Nie można wykluczyć, że firmy pragnąc zabezpieczyć przyszłą produkcję, odeszły od modelu „just in time” na rzecz „just in case”, w którym starają się kupować komponenty zawsze kiedy to tylko możliwe, a nie tylko wtedy, kiedy są one niezbędne do bieżącej produkcji.

W listopadzie wzrost netto zapasów surowców i komponentów był wg PMI najsilniejszy w 23-letniej historii badania. Wskazuje to, że w 4q21, podobnie jak w 3q21, można oczekiwać dużego dodatniego wkładu zapasów do wzrostu PKB.

Kluczowe są pytania o przyszłość:

(1) Czy mamy do czynienia z nową tendencją, czy tylko z reakcją na bieżące utrudnienia? (na to drugie wskazuje m.in. silny wzrost zapasów w branży odzieżowej, która obecnie jest mocno dotknięta przez politykę „zero covid” w Azji).

(2) Czy po okresie dodatniego wkładu zapasy będą miały silny negatywny wpływ na wzrost gospodarczy?

Ad (1): Struktura zapasów dużych firm (50+ pracowników) w danych Pontinfo wskazuje, że w 1h21 udział produktów gotowych w fizycznych zapasach (produkty gotowe, materiały, półprodukty i produkcja w toku) spadł do 23,3% z 25,1% na koniec 2020 i był najniższy od 2007 (od kiedy dysponujemy danymi).
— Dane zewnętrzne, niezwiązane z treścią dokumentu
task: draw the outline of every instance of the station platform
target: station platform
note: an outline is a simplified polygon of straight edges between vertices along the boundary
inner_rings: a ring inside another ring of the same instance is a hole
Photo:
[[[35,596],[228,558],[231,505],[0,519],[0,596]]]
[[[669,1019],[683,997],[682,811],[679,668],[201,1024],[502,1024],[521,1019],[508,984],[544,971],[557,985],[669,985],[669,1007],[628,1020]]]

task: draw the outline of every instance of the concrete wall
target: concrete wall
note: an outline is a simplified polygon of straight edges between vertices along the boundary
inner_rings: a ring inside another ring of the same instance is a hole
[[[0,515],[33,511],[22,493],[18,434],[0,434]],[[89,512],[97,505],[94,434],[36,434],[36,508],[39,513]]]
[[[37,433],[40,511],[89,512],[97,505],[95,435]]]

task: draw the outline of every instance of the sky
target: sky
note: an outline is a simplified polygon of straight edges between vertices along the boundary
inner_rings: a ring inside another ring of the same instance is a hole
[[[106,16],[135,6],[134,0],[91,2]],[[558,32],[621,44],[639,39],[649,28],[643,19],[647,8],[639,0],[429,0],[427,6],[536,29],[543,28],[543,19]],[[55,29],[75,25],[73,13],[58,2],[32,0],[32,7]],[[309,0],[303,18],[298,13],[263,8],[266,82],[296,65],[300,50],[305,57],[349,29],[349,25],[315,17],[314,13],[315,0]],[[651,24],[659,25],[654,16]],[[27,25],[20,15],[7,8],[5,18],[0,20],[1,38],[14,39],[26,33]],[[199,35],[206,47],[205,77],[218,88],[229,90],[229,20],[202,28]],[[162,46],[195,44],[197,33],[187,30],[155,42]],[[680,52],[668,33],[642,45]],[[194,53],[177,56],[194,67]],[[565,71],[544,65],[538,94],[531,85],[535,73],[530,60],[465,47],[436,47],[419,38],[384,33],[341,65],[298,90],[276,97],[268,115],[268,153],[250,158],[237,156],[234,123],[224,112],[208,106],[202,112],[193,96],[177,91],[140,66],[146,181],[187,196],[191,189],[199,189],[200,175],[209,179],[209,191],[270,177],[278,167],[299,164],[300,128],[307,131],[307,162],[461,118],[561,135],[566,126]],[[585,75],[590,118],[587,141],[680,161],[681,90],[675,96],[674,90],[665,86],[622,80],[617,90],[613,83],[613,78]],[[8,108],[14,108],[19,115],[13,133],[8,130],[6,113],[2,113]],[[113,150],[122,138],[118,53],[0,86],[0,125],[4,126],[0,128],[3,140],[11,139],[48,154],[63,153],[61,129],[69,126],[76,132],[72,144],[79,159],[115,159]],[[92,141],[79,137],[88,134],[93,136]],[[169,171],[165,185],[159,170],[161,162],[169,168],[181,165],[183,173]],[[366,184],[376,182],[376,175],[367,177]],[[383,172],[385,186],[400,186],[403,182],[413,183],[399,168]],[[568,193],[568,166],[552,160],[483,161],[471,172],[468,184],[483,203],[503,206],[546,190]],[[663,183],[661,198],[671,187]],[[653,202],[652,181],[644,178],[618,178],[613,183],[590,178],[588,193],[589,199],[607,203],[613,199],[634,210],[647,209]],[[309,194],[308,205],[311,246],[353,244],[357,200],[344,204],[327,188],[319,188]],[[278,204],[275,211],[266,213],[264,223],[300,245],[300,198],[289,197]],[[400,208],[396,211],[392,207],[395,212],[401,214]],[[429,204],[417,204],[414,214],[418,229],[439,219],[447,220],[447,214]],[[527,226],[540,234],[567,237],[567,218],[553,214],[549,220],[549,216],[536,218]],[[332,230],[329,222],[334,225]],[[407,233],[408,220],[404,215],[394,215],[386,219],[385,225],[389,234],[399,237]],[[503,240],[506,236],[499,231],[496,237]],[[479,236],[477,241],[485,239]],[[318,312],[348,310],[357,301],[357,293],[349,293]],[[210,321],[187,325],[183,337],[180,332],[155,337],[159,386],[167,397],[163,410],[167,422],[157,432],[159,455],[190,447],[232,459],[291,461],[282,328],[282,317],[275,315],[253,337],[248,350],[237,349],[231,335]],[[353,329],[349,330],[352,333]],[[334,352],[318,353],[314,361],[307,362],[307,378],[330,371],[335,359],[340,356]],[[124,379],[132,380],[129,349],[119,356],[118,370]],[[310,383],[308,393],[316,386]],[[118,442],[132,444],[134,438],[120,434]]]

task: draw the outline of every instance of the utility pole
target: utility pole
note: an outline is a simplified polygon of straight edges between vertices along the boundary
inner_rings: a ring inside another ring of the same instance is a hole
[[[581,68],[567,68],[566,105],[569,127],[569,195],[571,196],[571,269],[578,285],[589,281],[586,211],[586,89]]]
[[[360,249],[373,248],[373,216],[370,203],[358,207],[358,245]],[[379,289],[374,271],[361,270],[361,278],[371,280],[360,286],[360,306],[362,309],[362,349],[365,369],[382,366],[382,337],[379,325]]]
Z kolei udział materiałów po raz pierwszy w historii przekroczył 50%, co wskazuje na motyw przezornościowy. W szczegółach badania koniunktury GUS widzimy z kolei słabą ujemną korelację pomiędzy natężeniem bariery braku komponentów a wskaźnikiem stanu zapasów wyrobów gotowych na poziomie branżowym. Nie potwierdziła się więc hipoteza, że branże, dla których dotkliwość obecnych ograniczeń podażowych jest relatywnie wysoka, częściej oceniają stan zapasów jako niewystarczający (i widzą potrzeby ich rozbudowy) – być może zwiększyły je już wcześniej lub wzrost odzwierciedla bardziej uniwersalną tendencję. Nie zmienia to jednak faktu, że przedłużające się utrudnienia w łańcuchach wartości dodanej mogą zwiększać skłonność firm do zmiany modelu dystrybucji, skracania łańcuchów dostaw oraz utrzymywania wyższych zapasów. Takie tendencje są obserwowane globalnie i wpisują się w zapoczątkowany przez pandemię wzrost popularności nearshoringu oraz coraz większą świadomość ekologiczną i chęć ograniczania emisji CO2 w transporcie. Dodatkowym wsparciem dla takiej postawy są podwyższona globalnie inflacja i środowisko ujemnych realnie stóp procentowych.

Ad (2) Ze względu na dużą importochłonność zapasów, ich wpływ na wzrost gospodarczy rozważamy w połączeniu z eksportem netto. W okresie bardzo dobrej koniunktury gospodarczej w 2007, silny dodatni wkład zapasów był neutralizowany przez negatywny wkład do PKB ze strony eksportu netto. W naszej ocenie podobne zjawisko możemy obserwować obecnie – już w 3q21 pozytywny wkład zapasów (+3,7pp) został w dużym stopniu zneutralizowany przez negatywne działanie eksportu netto (-2,7pp). Obserwowany w ostatnich kwartałach boom importowy był napędzany niemal wyłącznie przez zużycie pośrednie, pozostałe kategorie importowanych produktów (dobra konsumpcyjne i kapitałowe) notowały wzrost słabszy niż przed pandemią. Import zaopatrywał więc rosnącą produkcję (i eksport), ale w dużym stopniu zasilał też rozbudowę zapasów przez przedsiębiorstwa. Obecnie rozbieżność pomiędzy importem zaopatrzeniowym i pozostałymi kategoriami jest nawet większa niż obserwowana w 2007/2008.

Co do zasady silny wzrost zapasów rodzi ryzyko większej zmienności wzrostu gospodarczego w cyklu koniunkturalnym. Duża importochłonność zapasów w Polsce będzie jednak tę zmienność ograniczać.